Wage Garnishment Laws in Florida
A wage garnishment is an order mandated by the court or government agency that is sent to a debtor’s employer that requires him/her to withhold a certain amount of money from the debtor’s salary. The amount withheld from a paycheck depends on the type of debt, and in the state of Florida there is a set limit.
First, creditors must obtain a court judgment that legally states that a particular individual owes them money. For the most part, wages cannot be garnished until such a lawsuit is filed and a money judgment is granted. Creditors are typically limited to up to 25% of a person’s wages if they meet the minimum threshold requirement. In certain situations, however, the lenders can take more. Our West Palm Beach litigation attorneys are here to provide you with more information regarding the wage garnishment laws in Florida.
Garnishment Rules
There are certain circumstances in which wages can be withheld without a court judgment, such as if debtor has unpaid income taxes, court-ordered child support, or defaulted student loans.
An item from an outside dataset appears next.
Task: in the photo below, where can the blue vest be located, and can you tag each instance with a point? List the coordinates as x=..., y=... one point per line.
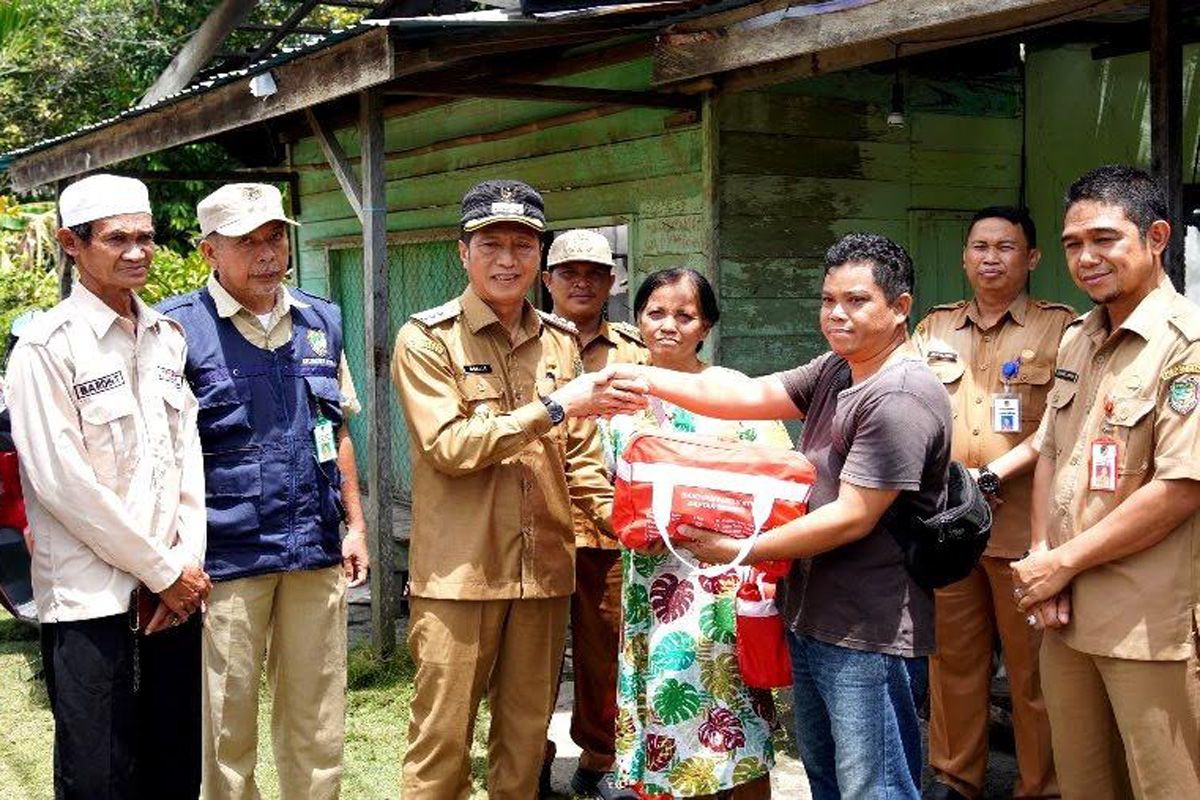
x=271, y=506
Child Support: Parents responsible for child support payments agree to an automatic withholding order that can be executed by creditors or the other parent if any schedule payments are missed. Up to 50% of someone’s wages can be garnished from his or her paycheck if the payments are not being satisfied on time. For payments over 12 weeks past due, there can be an additional 5% deducted.
Defaulted Student Loans: If any federal student loan has defaulted, the US Department of Education has the legal right to garnish the borrower’s wages without a court judgment of up to 15%, but no more than 30 times the minimum wage.
Unpaid Taxes: Anyone owing back taxes can have wages reduced without a court judgment. The amount garnished depends on the number of dependents the debtor has and his or her deduction rate. Furthermore, states and local governments can garnish wages in order to collect unpaid state and local taxes.
Florida’s Wage Garnishment and Restrictions
Florida’s income garnishment laws limits how much money can be taken from a debtor’s paycheck. Ideally, the amount withheld should still leave the debtor with enough money to fulfill reasonable living expenses. The federal law states that a lender can withhold up to 25% of a debtor’s disposable income or the amount of revenue that exceeds 30 times federal minimum wage, whichever amount is less. Disposable earnings are the amount of money leftover in a paycheck after the employer takes out the legally mandated amount. If someone’s disposable income is less than 30 times the federal minimum wage requirement, payments cannot be garnished at all.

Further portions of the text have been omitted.